Concebido há mais de 3 mil anos, com base no conceito de yin e yang, este oráculo chinês percorreu os séculos ajudando os homens em sua autodescoberta. Veja como desvendar os segredos do I Ching e conhecer mais sobre si mesmo
Texto • Redação
Assim como na natureza, a vida também tem suas estações. Há tempos de despontar e se encher de forças para crescer e produzir e tempos de se recolher, diminuir a atividade e esperar o inverno passar. E descobrir quais são as primaveras, verões, outonos e invernos da vida é um desafio. Mas, seja para uma dúvida corriqueira (como trocar ou não de carro) ou em decisões importantes (como deixar um emprego, partir para uma nova carreira, mudar para outra cidade, ter um filho…), o I Ching tem uma resposta.
E ela não é uma simples indicação ao acaso, do tipo “faça isso” ou “faça aquilo”. “Pelo I Ching, é possível aprender a ver a vida sem o maniqueísmo das coisas boas ou más, e sim pelos aspectos obscuros e introspectivos ou de expansão e crescimento, analisando as circunstâncias com menos julgamento e mais discernimento”, explica Wagner Canalonga, professor de I Ching da Sociedade Taoísta do Brasil.
O I Ching, ou Livro das Mutações, é uma das obras mais antigas da literatura mundial com cerca de 3 mil anos de história. Nele estão as raízes das duas principais vertentes da filosofia chinesa: o confucionismo e o taoísmo. Usado tanto como oráculo ou como objeto de estudo, o I Ching é considerado um tratado das mutações, baseado no conceito de yin e yang. Segundo os chineses, nesta obra estão sintetizadas todas as leis que regem as transformações. “O oráculo nos ajuda a entender melhor a circunstância em que vivemos. Porque tudo tem o lado yang, ou seja, os aspectos lógicos e os que estão evidentes, e o lado yin, obscuro, misterioso. Pelo I Ching temos uma visão mais ampla para sabermos se uma situação ou decisão é favorável ou não”, afirma Canalonga.
Amigo para todas as horas
O principal atributo do I Ching é nos ajudar a lidar com as constantes mudanças que ocorrem em nossas vidas.
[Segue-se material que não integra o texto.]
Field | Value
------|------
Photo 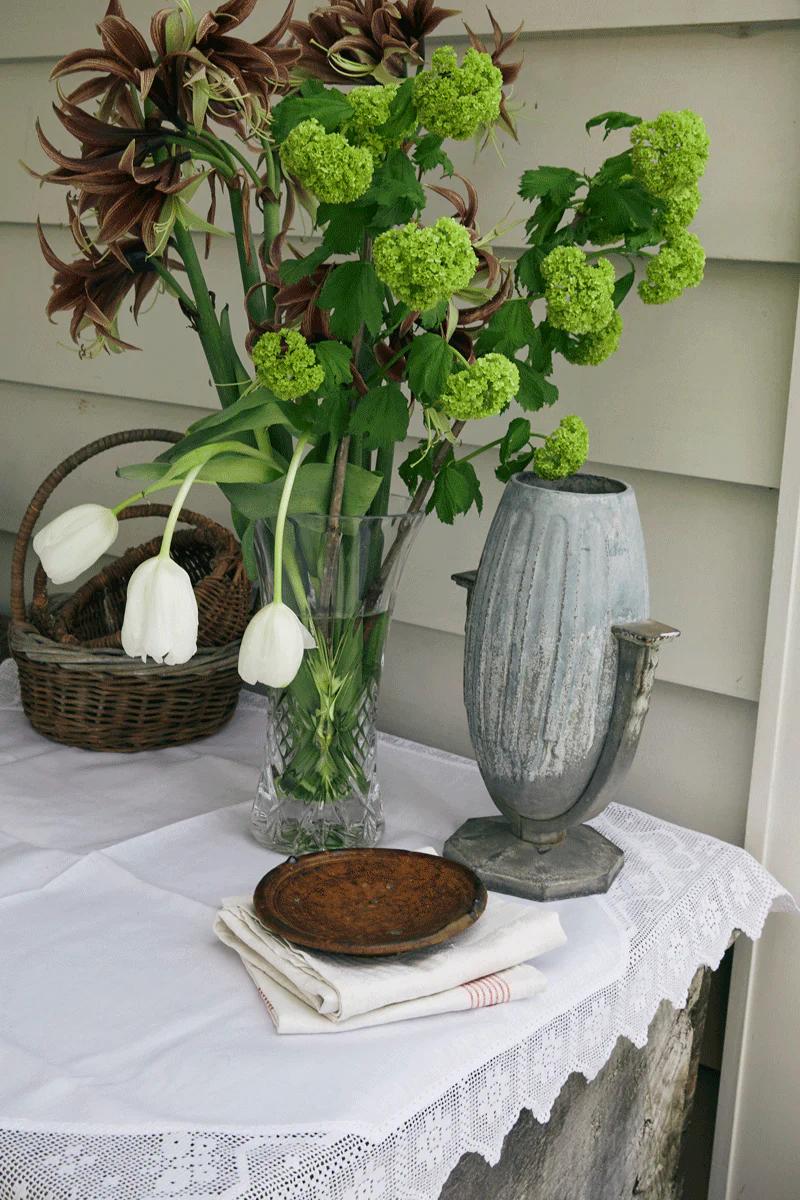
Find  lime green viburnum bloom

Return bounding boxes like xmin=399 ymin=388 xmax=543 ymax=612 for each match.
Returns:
xmin=281 ymin=116 xmax=374 ymax=204
xmin=414 ymin=46 xmax=503 ymax=142
xmin=441 ymin=354 xmax=519 ymax=421
xmin=253 ymin=329 xmax=325 ymax=400
xmin=342 ymin=83 xmax=416 ymax=162
xmin=639 ymin=229 xmax=705 ymax=304
xmin=563 ymin=312 xmax=622 ymax=367
xmin=631 ymin=108 xmax=709 ymax=199
xmin=372 ymin=217 xmax=477 ymax=312
xmin=534 ymin=416 xmax=589 ymax=479
xmin=660 ymin=184 xmax=700 ymax=238
xmin=541 ymin=246 xmax=615 ymax=334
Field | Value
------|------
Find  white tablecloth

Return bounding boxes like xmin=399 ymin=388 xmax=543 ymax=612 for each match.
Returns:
xmin=0 ymin=664 xmax=790 ymax=1200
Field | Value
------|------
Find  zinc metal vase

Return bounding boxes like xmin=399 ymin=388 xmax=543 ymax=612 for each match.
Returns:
xmin=445 ymin=474 xmax=678 ymax=899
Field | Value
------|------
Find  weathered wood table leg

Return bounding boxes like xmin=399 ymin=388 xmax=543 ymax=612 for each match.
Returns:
xmin=440 ymin=968 xmax=710 ymax=1200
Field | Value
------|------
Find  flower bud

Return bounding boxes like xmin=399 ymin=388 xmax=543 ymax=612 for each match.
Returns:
xmin=122 ymin=557 xmax=198 ymax=666
xmin=239 ymin=602 xmax=317 ymax=688
xmin=34 ymin=504 xmax=119 ymax=583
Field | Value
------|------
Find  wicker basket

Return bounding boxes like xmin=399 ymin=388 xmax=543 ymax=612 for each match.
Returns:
xmin=8 ymin=430 xmax=251 ymax=752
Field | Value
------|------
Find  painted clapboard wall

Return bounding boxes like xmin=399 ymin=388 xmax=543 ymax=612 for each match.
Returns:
xmin=0 ymin=0 xmax=800 ymax=854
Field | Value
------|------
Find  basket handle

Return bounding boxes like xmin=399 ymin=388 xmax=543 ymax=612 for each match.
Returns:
xmin=11 ymin=430 xmax=184 ymax=625
xmin=45 ymin=504 xmax=239 ymax=646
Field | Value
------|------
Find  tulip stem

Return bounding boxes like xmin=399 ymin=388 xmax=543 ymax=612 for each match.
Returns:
xmin=158 ymin=463 xmax=205 ymax=558
xmin=272 ymin=433 xmax=308 ymax=604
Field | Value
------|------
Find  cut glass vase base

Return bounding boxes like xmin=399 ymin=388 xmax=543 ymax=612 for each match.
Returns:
xmin=444 ymin=817 xmax=625 ymax=900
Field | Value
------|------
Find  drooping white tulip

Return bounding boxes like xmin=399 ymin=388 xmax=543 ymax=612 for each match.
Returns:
xmin=239 ymin=601 xmax=317 ymax=688
xmin=122 ymin=554 xmax=198 ymax=666
xmin=34 ymin=504 xmax=119 ymax=583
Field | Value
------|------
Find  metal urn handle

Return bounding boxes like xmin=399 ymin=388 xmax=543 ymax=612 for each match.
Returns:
xmin=445 ymin=571 xmax=680 ymax=900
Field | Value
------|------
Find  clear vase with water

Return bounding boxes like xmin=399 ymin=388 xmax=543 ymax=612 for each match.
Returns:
xmin=251 ymin=514 xmax=423 ymax=854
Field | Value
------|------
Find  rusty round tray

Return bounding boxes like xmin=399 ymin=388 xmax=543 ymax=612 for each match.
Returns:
xmin=253 ymin=850 xmax=486 ymax=955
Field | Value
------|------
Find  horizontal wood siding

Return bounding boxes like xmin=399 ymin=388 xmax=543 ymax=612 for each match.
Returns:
xmin=0 ymin=0 xmax=800 ymax=840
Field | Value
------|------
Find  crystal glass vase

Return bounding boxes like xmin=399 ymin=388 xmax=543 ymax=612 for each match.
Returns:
xmin=251 ymin=514 xmax=423 ymax=854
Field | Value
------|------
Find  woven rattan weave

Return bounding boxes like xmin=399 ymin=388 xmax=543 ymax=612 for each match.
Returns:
xmin=8 ymin=430 xmax=251 ymax=752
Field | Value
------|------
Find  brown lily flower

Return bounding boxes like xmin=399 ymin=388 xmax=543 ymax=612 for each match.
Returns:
xmin=291 ymin=0 xmax=458 ymax=83
xmin=36 ymin=202 xmax=175 ymax=355
xmin=52 ymin=0 xmax=300 ymax=135
xmin=431 ymin=172 xmax=512 ymax=329
xmin=464 ymin=7 xmax=523 ymax=138
xmin=150 ymin=0 xmax=300 ymax=131
xmin=36 ymin=101 xmax=197 ymax=252
xmin=50 ymin=0 xmax=175 ymax=125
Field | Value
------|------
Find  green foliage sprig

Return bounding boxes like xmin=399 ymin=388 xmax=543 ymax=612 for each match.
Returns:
xmin=31 ymin=0 xmax=708 ymax=551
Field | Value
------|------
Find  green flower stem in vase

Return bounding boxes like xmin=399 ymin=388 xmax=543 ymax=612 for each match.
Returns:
xmin=252 ymin=514 xmax=423 ymax=853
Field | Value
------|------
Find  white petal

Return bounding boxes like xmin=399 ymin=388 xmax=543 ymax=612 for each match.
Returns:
xmin=122 ymin=558 xmax=198 ymax=666
xmin=239 ymin=604 xmax=317 ymax=688
xmin=34 ymin=504 xmax=119 ymax=583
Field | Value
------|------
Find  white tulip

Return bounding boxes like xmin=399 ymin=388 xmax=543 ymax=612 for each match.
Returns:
xmin=239 ymin=601 xmax=317 ymax=688
xmin=34 ymin=504 xmax=119 ymax=583
xmin=122 ymin=556 xmax=198 ymax=666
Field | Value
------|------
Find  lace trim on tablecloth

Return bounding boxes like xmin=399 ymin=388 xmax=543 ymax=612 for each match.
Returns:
xmin=0 ymin=667 xmax=796 ymax=1200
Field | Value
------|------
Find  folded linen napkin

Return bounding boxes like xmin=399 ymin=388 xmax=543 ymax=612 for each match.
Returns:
xmin=213 ymin=847 xmax=566 ymax=1033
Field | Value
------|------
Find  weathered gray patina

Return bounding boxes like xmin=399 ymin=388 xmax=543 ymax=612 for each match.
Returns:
xmin=445 ymin=474 xmax=678 ymax=899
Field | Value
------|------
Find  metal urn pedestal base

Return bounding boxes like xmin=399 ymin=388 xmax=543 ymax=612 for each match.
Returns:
xmin=444 ymin=817 xmax=625 ymax=900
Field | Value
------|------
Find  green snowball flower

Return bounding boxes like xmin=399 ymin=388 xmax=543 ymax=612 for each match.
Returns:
xmin=639 ymin=229 xmax=705 ymax=304
xmin=372 ymin=217 xmax=477 ymax=312
xmin=342 ymin=83 xmax=416 ymax=162
xmin=441 ymin=354 xmax=519 ymax=421
xmin=660 ymin=184 xmax=700 ymax=238
xmin=631 ymin=108 xmax=709 ymax=198
xmin=414 ymin=46 xmax=503 ymax=142
xmin=563 ymin=312 xmax=622 ymax=367
xmin=534 ymin=416 xmax=589 ymax=479
xmin=281 ymin=116 xmax=373 ymax=204
xmin=541 ymin=246 xmax=615 ymax=334
xmin=253 ymin=329 xmax=325 ymax=400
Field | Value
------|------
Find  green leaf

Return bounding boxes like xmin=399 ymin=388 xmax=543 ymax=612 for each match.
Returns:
xmin=499 ymin=416 xmax=530 ymax=462
xmin=413 ymin=133 xmax=456 ymax=175
xmin=270 ymin=79 xmax=353 ymax=145
xmin=237 ymin=520 xmax=258 ymax=583
xmin=475 ymin=300 xmax=536 ymax=358
xmin=397 ymin=442 xmax=433 ymax=492
xmin=419 ymin=300 xmax=450 ymax=329
xmin=614 ymin=266 xmax=636 ymax=308
xmin=591 ymin=150 xmax=633 ymax=187
xmin=294 ymin=388 xmax=350 ymax=441
xmin=377 ymin=79 xmax=416 ymax=143
xmin=362 ymin=148 xmax=425 ymax=234
xmin=317 ymin=204 xmax=378 ymax=254
xmin=583 ymin=179 xmax=663 ymax=241
xmin=587 ymin=112 xmax=642 ymax=142
xmin=427 ymin=458 xmax=483 ymax=524
xmin=527 ymin=322 xmax=554 ymax=374
xmin=314 ymin=342 xmax=353 ymax=388
xmin=494 ymin=448 xmax=534 ymax=484
xmin=222 ymin=462 xmax=381 ymax=521
xmin=196 ymin=454 xmax=284 ymax=484
xmin=517 ymin=362 xmax=559 ymax=413
xmin=160 ymin=397 xmax=293 ymax=462
xmin=517 ymin=246 xmax=545 ymax=295
xmin=350 ymin=383 xmax=408 ymax=450
xmin=319 ymin=262 xmax=384 ymax=341
xmin=407 ymin=334 xmax=453 ymax=404
xmin=519 ymin=167 xmax=584 ymax=205
xmin=278 ymin=245 xmax=330 ymax=283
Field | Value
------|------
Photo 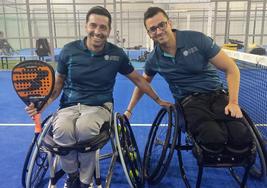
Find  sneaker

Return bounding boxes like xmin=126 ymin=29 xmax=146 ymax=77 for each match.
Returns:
xmin=64 ymin=174 xmax=80 ymax=188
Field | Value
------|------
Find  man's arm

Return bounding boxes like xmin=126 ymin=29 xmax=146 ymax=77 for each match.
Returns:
xmin=25 ymin=73 xmax=65 ymax=116
xmin=125 ymin=71 xmax=171 ymax=117
xmin=210 ymin=50 xmax=242 ymax=118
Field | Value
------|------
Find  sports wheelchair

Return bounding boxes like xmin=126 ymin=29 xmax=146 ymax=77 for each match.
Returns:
xmin=22 ymin=112 xmax=144 ymax=188
xmin=143 ymin=104 xmax=267 ymax=188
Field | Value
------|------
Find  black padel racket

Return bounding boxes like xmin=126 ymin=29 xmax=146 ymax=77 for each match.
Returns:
xmin=12 ymin=60 xmax=55 ymax=133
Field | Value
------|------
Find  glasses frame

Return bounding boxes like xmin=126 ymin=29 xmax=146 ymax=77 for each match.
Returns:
xmin=147 ymin=20 xmax=168 ymax=35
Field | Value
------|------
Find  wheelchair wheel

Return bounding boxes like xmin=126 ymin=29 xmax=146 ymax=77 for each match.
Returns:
xmin=115 ymin=113 xmax=144 ymax=188
xmin=21 ymin=116 xmax=51 ymax=187
xmin=242 ymin=111 xmax=267 ymax=179
xmin=25 ymin=116 xmax=51 ymax=188
xmin=143 ymin=107 xmax=178 ymax=184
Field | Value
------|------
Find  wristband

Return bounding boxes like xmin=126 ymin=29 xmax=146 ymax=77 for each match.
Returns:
xmin=153 ymin=96 xmax=159 ymax=102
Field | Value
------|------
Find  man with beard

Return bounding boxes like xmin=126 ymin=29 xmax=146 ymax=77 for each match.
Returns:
xmin=26 ymin=6 xmax=170 ymax=188
xmin=125 ymin=7 xmax=252 ymax=162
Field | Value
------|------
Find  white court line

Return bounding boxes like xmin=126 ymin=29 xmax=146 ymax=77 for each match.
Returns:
xmin=0 ymin=123 xmax=267 ymax=127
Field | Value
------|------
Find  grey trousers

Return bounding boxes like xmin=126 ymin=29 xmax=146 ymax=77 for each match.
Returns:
xmin=53 ymin=103 xmax=112 ymax=184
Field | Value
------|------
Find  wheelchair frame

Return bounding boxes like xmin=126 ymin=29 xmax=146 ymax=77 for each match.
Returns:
xmin=143 ymin=105 xmax=266 ymax=187
xmin=22 ymin=112 xmax=144 ymax=188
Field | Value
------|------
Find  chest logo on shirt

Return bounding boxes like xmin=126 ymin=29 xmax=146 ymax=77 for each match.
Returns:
xmin=183 ymin=46 xmax=198 ymax=56
xmin=104 ymin=55 xmax=120 ymax=61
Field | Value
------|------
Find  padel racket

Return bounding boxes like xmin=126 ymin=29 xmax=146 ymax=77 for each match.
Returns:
xmin=12 ymin=60 xmax=55 ymax=133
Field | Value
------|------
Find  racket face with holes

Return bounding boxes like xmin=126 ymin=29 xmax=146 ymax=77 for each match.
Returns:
xmin=12 ymin=60 xmax=55 ymax=111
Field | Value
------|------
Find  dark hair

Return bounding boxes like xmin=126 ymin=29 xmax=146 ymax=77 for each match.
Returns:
xmin=144 ymin=7 xmax=169 ymax=27
xmin=86 ymin=6 xmax=111 ymax=27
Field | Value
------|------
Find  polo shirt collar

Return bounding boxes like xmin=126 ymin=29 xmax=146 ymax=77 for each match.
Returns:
xmin=81 ymin=37 xmax=109 ymax=56
xmin=156 ymin=29 xmax=185 ymax=57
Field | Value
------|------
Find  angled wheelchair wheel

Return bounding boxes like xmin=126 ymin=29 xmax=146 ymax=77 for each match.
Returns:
xmin=143 ymin=106 xmax=178 ymax=184
xmin=114 ymin=113 xmax=144 ymax=188
xmin=242 ymin=110 xmax=267 ymax=179
xmin=25 ymin=116 xmax=51 ymax=188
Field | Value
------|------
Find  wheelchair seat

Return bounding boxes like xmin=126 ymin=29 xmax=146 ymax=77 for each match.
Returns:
xmin=22 ymin=112 xmax=144 ymax=188
xmin=143 ymin=104 xmax=266 ymax=187
xmin=192 ymin=142 xmax=256 ymax=167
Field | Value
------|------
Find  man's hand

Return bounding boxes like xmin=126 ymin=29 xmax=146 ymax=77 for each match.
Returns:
xmin=224 ymin=103 xmax=243 ymax=118
xmin=25 ymin=103 xmax=38 ymax=116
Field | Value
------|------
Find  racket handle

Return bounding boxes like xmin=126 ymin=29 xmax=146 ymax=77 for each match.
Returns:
xmin=33 ymin=113 xmax=42 ymax=133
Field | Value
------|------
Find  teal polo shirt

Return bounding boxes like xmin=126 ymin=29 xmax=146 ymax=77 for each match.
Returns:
xmin=57 ymin=38 xmax=134 ymax=107
xmin=145 ymin=30 xmax=223 ymax=101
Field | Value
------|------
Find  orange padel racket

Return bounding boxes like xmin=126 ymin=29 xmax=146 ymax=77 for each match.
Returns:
xmin=12 ymin=60 xmax=55 ymax=133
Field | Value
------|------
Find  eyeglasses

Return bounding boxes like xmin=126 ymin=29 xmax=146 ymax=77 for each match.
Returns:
xmin=147 ymin=21 xmax=167 ymax=34
xmin=88 ymin=23 xmax=108 ymax=31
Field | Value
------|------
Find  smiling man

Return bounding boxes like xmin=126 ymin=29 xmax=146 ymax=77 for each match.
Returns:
xmin=26 ymin=6 xmax=170 ymax=188
xmin=125 ymin=7 xmax=252 ymax=162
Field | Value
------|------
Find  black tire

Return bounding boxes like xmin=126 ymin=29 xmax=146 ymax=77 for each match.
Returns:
xmin=21 ymin=115 xmax=51 ymax=188
xmin=23 ymin=116 xmax=51 ymax=188
xmin=116 ymin=113 xmax=144 ymax=188
xmin=143 ymin=106 xmax=178 ymax=184
xmin=242 ymin=110 xmax=267 ymax=179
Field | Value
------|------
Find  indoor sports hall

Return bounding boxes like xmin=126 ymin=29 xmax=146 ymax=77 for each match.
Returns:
xmin=0 ymin=0 xmax=267 ymax=188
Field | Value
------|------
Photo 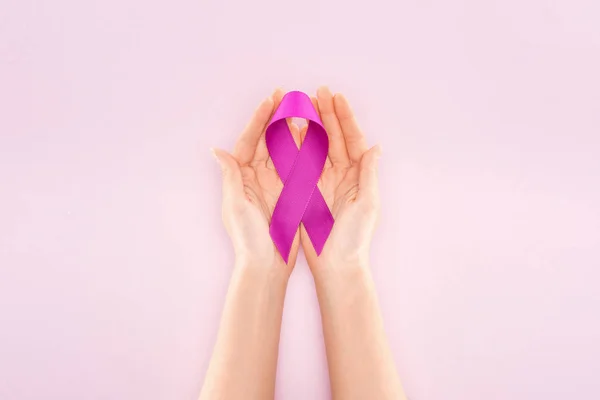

Pela capacidade de apontar a essência das situações, o I Ching é utilizado por muitas pessoas quando estão diante de momentos importantes, que implicam decisões. É mais ou menos como ter um grande amigo íntimo, sempre pronto a escutar nossos problemas e a nos dar conselhos. Mas a lição mais importante que o Livro das Mutações nos traz é a de que nem sempre é hora de agir – temos os momentos certos para avançar, expandir, mudar ou crescer e o tempo de recuar, se recolher e esperar. Tanto o oráculo como o estudo do I Ching nos ajuda a interpretar melhor estes momentos.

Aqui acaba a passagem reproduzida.